Friday, December 14, 2007

Persepolis Preview at the Kabuki

Wednesday night I was privileged to attend a special San Francisco Film Society screening of Persepolis. A big part of the event was the chance to check out the remodeled Kabuki Theater. It's actually pretty much the same, except that there are now fancy bars on the 2nd & 3rd floors. On the 3rd floor, there is just barely a view of the city lights over the rooftops of the neighboring buildings. I guess the idea is that you can see a movie then adjourn to the bar with your friends to discuss it. It's not clear to me if you have to buy a movie ticket in order to get into the bars, though.

The event was sold out, so naturally the bar was completely overwhelmed. It took a really long time for me to get a glass of Spanish red wine, for which they charged me $6. Not unreasonable.

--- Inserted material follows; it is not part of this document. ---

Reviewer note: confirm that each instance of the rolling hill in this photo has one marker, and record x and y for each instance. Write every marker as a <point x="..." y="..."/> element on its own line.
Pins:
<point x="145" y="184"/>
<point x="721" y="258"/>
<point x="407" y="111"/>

Before the screening, there was a brief on-stage interview with Marjane Satrapi & Vincent Paronnaud, the directors. The movie is based on Satrapi's Persepolis memoir. Satrapi's appearance was the highlight of the evening. She is a very smart & a very funny woman. There was a comic opposition between her outgoing, out-spoken personality & her co-director's reserved & silent demeanor. Among the concepts she threw out in her answers to questions:
  • She dislikes the label "graphic novel" to describe her books, "novel" being a far too bourgeois art form.
  • We usually stop drawing by the time we're 10, so we think of drawing as something that belongs to childhood. We can talk about how poetry or music has meaning, but we have no way of talking about how a drawing has meaning. Yet drawing is prior to writing.
  • When we think of animation, we tend to think of cartoon rabbits, but animation is not a genre, it's a medium.
  • Fanatics know how to push the buttons of people's emotions. They get people to start yelling or be fearful. Any artistic work (which is about asking questions, not providing answers) or intellectual work, therefore, is a work against fanaticism.
  • When asked how she had the courage to tell this story, she said that Italo Calinvo says, "I write to express myself without getting interrupted."
As for the movie itself, it is a very direct adaptation of the books, both in the visual style & in the storytelling. If you are familiar with the books, then the movie offers no new information. However, this is no negative criticism. It's a great story experience, showing the tight intertwining of the political, the personal & the familial.

2 comments:

The Opera Tattler said...

How great to hear that Satrapi is as whip-smart as her work, I wish I could have gone to this.

Axel Feldheim said...

Judging by what was on display that evening, I'd say that the books give a pretty honest portrait of her personality. It was easy to imagine her as the precocious child depicted in the 1st volume.